Ein Kind, das für bestimmte Gefühle ignoriert oder angefahren wird, lernt möglicherweise, diese zu vermeiden oder zu unterdrücken. Wenn eine Bezugsperson jedoch gelernt hat, mit Emotionen so gut umzugehen, dass sie in schwierigen Momenten bei den Kindern bleibt und ihnen vermittelt, dass sie unabhängig von ihren Gefühlen sicher und geliebt sind, entwickeln die Kinder laut Havighurst tendenziell gesündere Bewältigungsstrategien. Kinder mit Angststörungen sind Sie haben mit größerer Wahrscheinlichkeit Eltern, die Gefühle ablehnen. – was teilweise erklären könnte, warum Emotionscoaching Angstzustände bei Kleinkindern reduzieren.
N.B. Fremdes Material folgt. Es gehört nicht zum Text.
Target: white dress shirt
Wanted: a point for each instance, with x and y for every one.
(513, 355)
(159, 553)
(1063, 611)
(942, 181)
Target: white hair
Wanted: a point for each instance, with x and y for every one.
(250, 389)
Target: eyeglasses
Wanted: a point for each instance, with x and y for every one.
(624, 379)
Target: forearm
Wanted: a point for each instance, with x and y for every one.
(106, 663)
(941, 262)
Dieser Ansatz mag für diejenigen radikal erscheinen, die gelernt haben, ein Kind, das jammert oder einen Wutanfall hat, zu ignorieren oder gar zu bestrafen. Forscher betonen jedoch, dass es nicht um Nachgiebigkeit geht. Vielmehr geht es darum, Grenzen auf eine einfühlsame, aber dennoch bestimmte Weise zu setzen. Langfristig soll das Emotionstraining Kindern helfen, schwierige Momente zu meistern, damit sie letztendlich besser in der Lage sind, ihre Emotionen zu regulieren.
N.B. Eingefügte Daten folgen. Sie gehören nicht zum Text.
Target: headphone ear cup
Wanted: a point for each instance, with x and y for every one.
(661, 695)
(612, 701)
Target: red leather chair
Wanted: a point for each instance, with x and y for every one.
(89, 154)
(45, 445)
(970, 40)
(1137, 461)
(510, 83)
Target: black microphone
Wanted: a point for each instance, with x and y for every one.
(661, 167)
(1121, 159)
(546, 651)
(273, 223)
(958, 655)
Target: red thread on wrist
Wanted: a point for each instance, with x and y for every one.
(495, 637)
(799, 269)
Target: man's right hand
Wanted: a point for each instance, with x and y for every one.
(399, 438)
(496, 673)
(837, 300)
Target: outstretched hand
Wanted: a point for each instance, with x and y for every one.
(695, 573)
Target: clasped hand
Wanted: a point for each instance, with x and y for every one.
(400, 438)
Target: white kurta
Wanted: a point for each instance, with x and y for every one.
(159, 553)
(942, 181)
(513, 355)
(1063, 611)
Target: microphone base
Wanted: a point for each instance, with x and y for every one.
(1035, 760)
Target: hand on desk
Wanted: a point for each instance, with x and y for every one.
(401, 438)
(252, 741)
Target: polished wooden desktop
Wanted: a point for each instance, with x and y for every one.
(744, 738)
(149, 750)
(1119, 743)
„Langfristig gesehen soll Emotionscoaching Kindern helfen, schwierige Momente zu meistern, damit sie letztendlich besser in der Lage sind, ihre Emotionen selbst zu regulieren.“

Es ist auch eine Frage der Prioritäten. Viele Eltern verbringen Stunden damit, ihren Kindern Fahrradfahren beizubringen oder ihnen das Alphabet zu erklären. Emotionale Kompetenz im Erwachsenenalter wurde mit … in Verbindung gebracht. bessere geistige und körperliche Gesundheit, stärker BeziehungenUnd sogar Leistung am ArbeitsplatzAngesichts der Bedeutung, die sie für so viele Aspekte unseres Lebens hat, lautet die Frage nicht, warum wir Zeit und Mühe investieren sollten, um unser eigenes Unbehagen zu überwinden und unseren Kindern zu helfen, ihre Gefühle zu verstehen, zu akzeptieren und angemessen auszudrücken. Die eigentliche Frage ist: Warum sollten wir es nicht tun?